近年、Jリーグの複数のクラブが悩まされている「ホームスタジアム問題」。J1湘南ベルマーレと平塚市も、新スタジアムの建設をめぐって交渉を続けている。建設候補地、費用負担の問題、そもそも新しいスタジアムを建設する意義……両者の間にある齟齬は“埋められない溝”なのだろうか。クラブ側と自治体側、双方の認識と課題をあらためて整理した。(全2回の2回目/前編へ)

「箱モノ」への疑問も…新スタジアム建設の意義

 2023年の日本社会は少子高齢化で生産年齢人口が減少しつつ、自然災害が頻発かつ激甚化している。高度経済成長期に整備した社会インフラが老朽化している。そうした社会情勢を踏まえると、新しい「箱モノ」を造ることに疑問の声が沸き上がるのも当然かもしれない。

 そもそも、なぜ新しいスタジアムが必要なのか。

 およそ三つの理由が考えられる。

 一つ目は地域活性化だ。駅ビルや商店街、ショッピングモールなどと連携して、新たな需要の創出が期待できる。充実した設備の新スタジアムならば、「Jリーグの試合を観たあとに、地元のグルメを楽しみたい」「買い物をしたあとでスタジアムへ行きたい」といったニーズに、応えることができるだろう。県外からの来訪者を呼び込む手段として、スポ―ツは価値の高いコンテンツと言える。

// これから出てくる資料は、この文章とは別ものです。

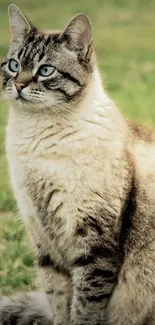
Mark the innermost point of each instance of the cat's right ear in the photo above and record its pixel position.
(19, 25)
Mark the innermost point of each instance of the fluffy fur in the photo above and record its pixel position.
(83, 177)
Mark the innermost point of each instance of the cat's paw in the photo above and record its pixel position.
(28, 309)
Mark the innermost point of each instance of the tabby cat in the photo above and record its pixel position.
(84, 181)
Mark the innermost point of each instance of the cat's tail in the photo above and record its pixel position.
(29, 309)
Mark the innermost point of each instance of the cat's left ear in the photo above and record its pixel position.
(19, 25)
(78, 35)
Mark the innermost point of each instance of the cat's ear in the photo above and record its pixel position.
(78, 34)
(19, 25)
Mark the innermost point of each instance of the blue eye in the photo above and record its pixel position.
(13, 65)
(46, 70)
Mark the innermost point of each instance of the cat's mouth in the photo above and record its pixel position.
(20, 97)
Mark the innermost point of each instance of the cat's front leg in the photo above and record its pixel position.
(93, 282)
(58, 290)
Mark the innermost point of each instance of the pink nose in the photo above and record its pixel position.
(19, 86)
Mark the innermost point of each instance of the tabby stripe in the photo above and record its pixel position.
(103, 273)
(98, 298)
(46, 261)
(83, 260)
(93, 223)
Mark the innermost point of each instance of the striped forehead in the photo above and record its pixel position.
(34, 49)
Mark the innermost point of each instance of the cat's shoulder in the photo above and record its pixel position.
(142, 132)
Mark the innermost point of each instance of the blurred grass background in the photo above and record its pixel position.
(124, 37)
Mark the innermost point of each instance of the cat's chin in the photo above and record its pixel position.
(28, 105)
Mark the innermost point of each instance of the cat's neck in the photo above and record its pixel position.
(96, 104)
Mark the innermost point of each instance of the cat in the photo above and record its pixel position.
(84, 181)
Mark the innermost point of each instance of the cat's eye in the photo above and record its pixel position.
(46, 70)
(13, 65)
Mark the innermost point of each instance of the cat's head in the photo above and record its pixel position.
(47, 69)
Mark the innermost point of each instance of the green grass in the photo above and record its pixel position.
(124, 37)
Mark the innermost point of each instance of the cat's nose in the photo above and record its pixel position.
(19, 86)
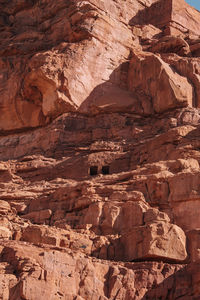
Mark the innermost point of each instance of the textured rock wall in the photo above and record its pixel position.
(99, 150)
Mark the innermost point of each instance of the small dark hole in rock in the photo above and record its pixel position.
(105, 170)
(93, 170)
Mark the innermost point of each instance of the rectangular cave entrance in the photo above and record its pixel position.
(93, 170)
(105, 170)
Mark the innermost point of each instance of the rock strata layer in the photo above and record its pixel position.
(99, 150)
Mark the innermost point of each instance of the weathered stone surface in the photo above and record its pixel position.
(99, 150)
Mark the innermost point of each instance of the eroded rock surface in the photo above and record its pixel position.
(99, 150)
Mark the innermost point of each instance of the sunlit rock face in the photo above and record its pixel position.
(99, 150)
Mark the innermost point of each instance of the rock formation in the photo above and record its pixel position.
(99, 150)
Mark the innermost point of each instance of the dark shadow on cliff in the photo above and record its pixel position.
(180, 285)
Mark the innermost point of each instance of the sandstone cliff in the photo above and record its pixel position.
(99, 150)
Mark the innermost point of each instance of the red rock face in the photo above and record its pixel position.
(99, 150)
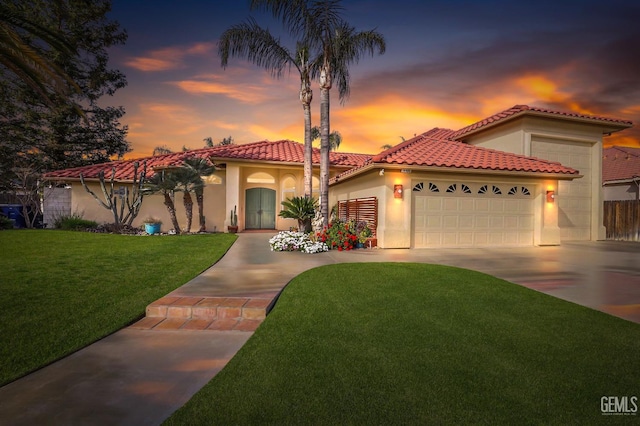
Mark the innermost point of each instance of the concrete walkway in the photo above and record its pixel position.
(140, 377)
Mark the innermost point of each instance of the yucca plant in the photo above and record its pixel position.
(300, 208)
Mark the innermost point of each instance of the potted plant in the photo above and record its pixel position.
(364, 234)
(233, 228)
(152, 225)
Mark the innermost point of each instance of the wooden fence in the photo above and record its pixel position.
(622, 220)
(360, 209)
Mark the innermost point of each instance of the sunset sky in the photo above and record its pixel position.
(448, 64)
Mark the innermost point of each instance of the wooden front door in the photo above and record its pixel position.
(260, 211)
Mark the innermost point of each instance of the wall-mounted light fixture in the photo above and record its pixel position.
(551, 196)
(397, 191)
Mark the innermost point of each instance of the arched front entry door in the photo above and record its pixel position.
(260, 208)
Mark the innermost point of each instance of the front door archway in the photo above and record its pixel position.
(260, 208)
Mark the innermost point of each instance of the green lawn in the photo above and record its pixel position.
(421, 344)
(61, 290)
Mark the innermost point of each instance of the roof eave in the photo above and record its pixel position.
(608, 126)
(493, 172)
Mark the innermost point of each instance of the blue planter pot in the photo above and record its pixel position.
(152, 228)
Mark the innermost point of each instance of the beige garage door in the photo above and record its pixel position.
(466, 214)
(574, 197)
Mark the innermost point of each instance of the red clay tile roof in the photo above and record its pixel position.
(279, 151)
(519, 110)
(620, 163)
(433, 149)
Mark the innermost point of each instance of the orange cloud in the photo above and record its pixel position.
(250, 94)
(168, 58)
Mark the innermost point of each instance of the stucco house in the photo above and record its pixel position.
(621, 173)
(525, 176)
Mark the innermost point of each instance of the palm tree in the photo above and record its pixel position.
(200, 167)
(335, 138)
(302, 209)
(163, 182)
(20, 55)
(187, 180)
(249, 40)
(339, 45)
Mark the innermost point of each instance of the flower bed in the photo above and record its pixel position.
(296, 241)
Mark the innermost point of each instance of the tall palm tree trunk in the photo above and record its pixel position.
(325, 87)
(200, 202)
(308, 149)
(168, 202)
(188, 208)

 二つ目は快適さの創出だ。昭和の時代に造られた競技場や球技場のなかには、車いす席、授乳室、多目的トイレなどが十分に整っていないものがある。スタジアム内の案内表示が、多言語に対応しきれていないスタジアムも少なくない。障害者や高齢者、さらには外国人観光客の観戦までを前提にすると、ユニバーサルデザイン化を迅速に進めたいはずだ。

 三つめは災害拠点としての位置づけだ。自然災害などが発生した場合の広域避難場所として、さらには防災品や食料品の備蓄場所となることが、スタジアムなどのスポーツ施設に求められている。

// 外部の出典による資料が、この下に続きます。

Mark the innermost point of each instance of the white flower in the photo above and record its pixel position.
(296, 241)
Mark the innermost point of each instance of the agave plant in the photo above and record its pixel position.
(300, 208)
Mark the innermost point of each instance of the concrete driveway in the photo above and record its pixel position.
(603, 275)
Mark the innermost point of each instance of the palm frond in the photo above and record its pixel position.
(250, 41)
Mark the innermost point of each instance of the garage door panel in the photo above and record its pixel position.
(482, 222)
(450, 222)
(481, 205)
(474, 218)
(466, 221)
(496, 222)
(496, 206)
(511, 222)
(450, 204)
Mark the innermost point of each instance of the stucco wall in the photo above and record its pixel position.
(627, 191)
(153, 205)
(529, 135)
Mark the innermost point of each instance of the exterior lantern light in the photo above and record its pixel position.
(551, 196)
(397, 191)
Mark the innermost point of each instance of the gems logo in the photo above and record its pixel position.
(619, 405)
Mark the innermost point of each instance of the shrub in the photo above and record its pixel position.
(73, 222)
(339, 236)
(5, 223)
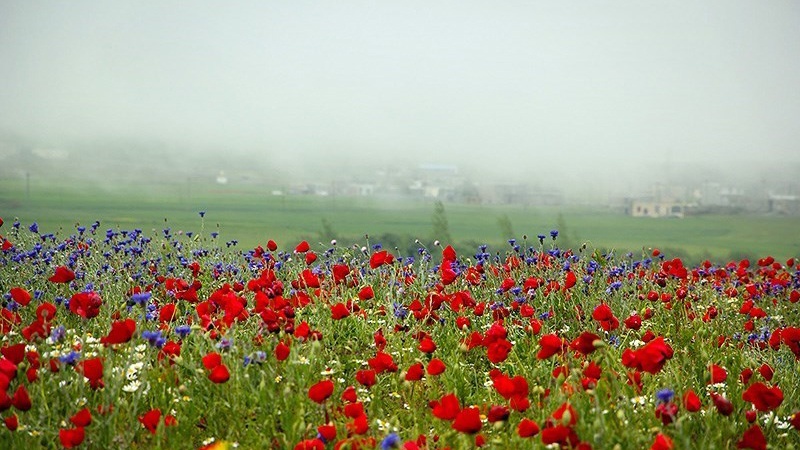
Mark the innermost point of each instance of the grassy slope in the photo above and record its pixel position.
(252, 215)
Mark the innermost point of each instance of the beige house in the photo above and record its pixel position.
(651, 208)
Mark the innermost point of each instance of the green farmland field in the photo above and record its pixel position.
(251, 214)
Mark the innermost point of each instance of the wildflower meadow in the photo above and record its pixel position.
(115, 338)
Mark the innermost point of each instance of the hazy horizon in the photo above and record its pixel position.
(596, 91)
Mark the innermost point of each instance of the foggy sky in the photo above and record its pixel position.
(513, 86)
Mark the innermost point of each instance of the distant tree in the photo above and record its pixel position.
(441, 228)
(506, 230)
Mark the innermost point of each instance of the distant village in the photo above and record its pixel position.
(445, 183)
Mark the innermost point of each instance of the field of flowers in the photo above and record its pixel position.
(116, 338)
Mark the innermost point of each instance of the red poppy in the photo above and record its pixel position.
(762, 397)
(281, 351)
(310, 258)
(21, 400)
(349, 395)
(366, 293)
(46, 312)
(566, 415)
(650, 358)
(85, 304)
(71, 437)
(11, 422)
(766, 371)
(219, 374)
(753, 439)
(497, 413)
(310, 444)
(167, 313)
(691, 401)
(339, 311)
(92, 369)
(321, 391)
(634, 322)
(527, 428)
(20, 296)
(603, 314)
(570, 280)
(211, 360)
(63, 274)
(560, 434)
(468, 420)
(662, 442)
(302, 247)
(15, 354)
(718, 374)
(380, 258)
(359, 425)
(414, 372)
(435, 367)
(448, 275)
(354, 410)
(121, 332)
(328, 431)
(426, 345)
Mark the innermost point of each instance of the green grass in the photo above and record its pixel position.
(251, 215)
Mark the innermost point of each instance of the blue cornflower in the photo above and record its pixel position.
(154, 338)
(392, 440)
(140, 298)
(400, 311)
(183, 330)
(665, 395)
(70, 358)
(224, 344)
(58, 333)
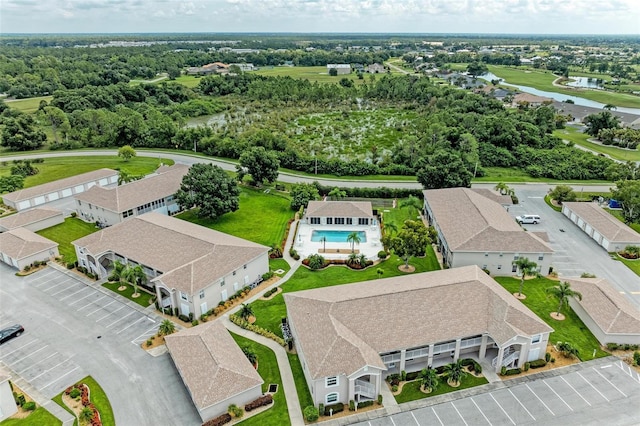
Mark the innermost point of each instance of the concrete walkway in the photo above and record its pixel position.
(63, 415)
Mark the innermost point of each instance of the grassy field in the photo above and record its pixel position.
(278, 414)
(98, 398)
(542, 80)
(579, 138)
(246, 222)
(571, 330)
(411, 391)
(72, 229)
(144, 300)
(313, 74)
(28, 105)
(39, 417)
(63, 167)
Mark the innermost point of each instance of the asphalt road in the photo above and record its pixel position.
(73, 330)
(574, 251)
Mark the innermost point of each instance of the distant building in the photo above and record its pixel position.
(342, 69)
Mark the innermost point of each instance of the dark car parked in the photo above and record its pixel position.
(11, 332)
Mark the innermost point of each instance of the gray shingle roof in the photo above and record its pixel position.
(340, 329)
(20, 243)
(471, 222)
(58, 185)
(610, 310)
(339, 209)
(133, 194)
(211, 364)
(190, 256)
(28, 217)
(603, 222)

 スタジアムの老朽化、健全な経営環境の確保、防災拠点としての機能確保などの観点から、湘南ベルマーレは10年以上前から新スタジアム建設を検討してきた。トップチームがJ1とJ2を往復した時期を経て、2018年からは6シーズン続けてJ1で戦っている。J1定着からタイトル奪取へ目標をシフトしていい時期であり、クラブは2万2000人収容の新スタジアムの新設を平塚市に提案している。